Trading Places: Jayson Werth and Hunter Pence
Instead of envy or regret though, most Philly fans will be seeing Werth in a different light thanks to the acquisition of Hunter Pence.
When the season first started, the biggest question in the Phillies lineup was who was going to replace Werth’s numbers? For much of the season it became a platoon situation with Domonic Brown and Ben Francisco sharing time in the outfield.
Neither really produced the way the Phillies had hoped for. Francisco has struggled, batting just .222 this season with only six home runs and 31 RBI. Brown didn’t fare much better, batting only .246 with five home runs and 19 RBI.
Francisco offered Ryan Howard little protection and Brown added another left-handed bat to an already lefty-heavy batting lineup. It was clear that the Phillies needed to look elsewhere to fill the void left by Werth.
Just like last season, the Phillies turned to the Houston Astros and acquired another one of their star players, Hunter Pence.
Ever since Pence’s arrival, the Phillies lineup finally feels complete. The right-handed power bat that the lineup was sorely missing finally seemed to arrive via Pence.
With Werth back in town, one can’t help but compare the Phillies past No. 5 hitter against their current one.
Taking a look at their stats, the Phillies might have gotten themselves a better version of Jayson Werth.

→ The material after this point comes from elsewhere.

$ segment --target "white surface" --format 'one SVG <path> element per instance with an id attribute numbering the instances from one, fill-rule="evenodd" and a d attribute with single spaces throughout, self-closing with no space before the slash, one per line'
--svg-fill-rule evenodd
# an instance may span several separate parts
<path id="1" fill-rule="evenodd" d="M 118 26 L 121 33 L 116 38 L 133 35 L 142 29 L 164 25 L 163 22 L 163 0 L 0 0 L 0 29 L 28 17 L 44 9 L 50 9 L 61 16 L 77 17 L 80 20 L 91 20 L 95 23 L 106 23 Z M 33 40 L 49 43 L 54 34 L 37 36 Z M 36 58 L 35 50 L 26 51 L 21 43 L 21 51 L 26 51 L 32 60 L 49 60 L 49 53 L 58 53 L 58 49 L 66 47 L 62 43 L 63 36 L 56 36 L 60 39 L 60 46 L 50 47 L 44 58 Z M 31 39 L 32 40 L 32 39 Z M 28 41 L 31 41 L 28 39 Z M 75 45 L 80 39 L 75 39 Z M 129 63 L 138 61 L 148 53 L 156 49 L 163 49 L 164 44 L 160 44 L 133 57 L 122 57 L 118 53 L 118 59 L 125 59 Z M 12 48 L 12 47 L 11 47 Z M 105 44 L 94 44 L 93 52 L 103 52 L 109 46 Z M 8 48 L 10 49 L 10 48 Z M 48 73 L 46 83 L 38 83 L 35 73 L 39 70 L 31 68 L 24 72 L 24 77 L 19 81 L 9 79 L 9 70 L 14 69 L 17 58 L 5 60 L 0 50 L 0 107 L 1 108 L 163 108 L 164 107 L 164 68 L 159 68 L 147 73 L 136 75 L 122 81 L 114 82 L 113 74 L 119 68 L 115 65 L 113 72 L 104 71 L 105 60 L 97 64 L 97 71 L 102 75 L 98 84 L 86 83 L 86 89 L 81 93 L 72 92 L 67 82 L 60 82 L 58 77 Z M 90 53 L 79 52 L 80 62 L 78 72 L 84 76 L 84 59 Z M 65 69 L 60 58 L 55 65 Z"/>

Ever since Pence’s arrival into the Majors in 2007, he and Werth have had very comparable stats.
Stats Comparison since 2007
|Hunter Pence||Jayson Werth|
|Home Runs - 106||Home Runs - 109|
|RBI - 388||RBI - 345|
|BA - .291||BA - .272|
|Strikeouts - 530||Strikeouts - 617|
|OPS - .820||OPS - .847|
Both players have good power numbers. But the thing that makes Pence’s numbers more impressive is the fact that he was able to produce those numbers while playing for the Houston Astros most of his career, a team that had little talent surrounding him.
Also, both Pence and Werth are athletic, making them good base-runners and outfielders. However, Pence seems to have a more aggressive approach, whether he is playing defense or is up to bat. That is a trait that seems to sit better with Philly fans, as opposed to Werth’s more laid back approach.
Another important thing to note is that Hunter Pence is almost four years younger than Jayson Werth.
Werth will also be making an average annual salary of $18 million per year until he is near the age of 40. Hunter Pence, on the other hand, is under contract until 2013 and is arbitration eligible the next two years, but will still most likely cost the Phillies less than what they would have had to pay Werth.
Overall, the Phillies might turn out to be a better team with Pence than they ever were with Werth. It also seems as if the Phillies and Braves will be in contention for the foreseeable future and despite some up and coming prospects for the Nationals, Werth might find himself in a spot where Pence was for much of his career—playing for a team at the bottom of the division.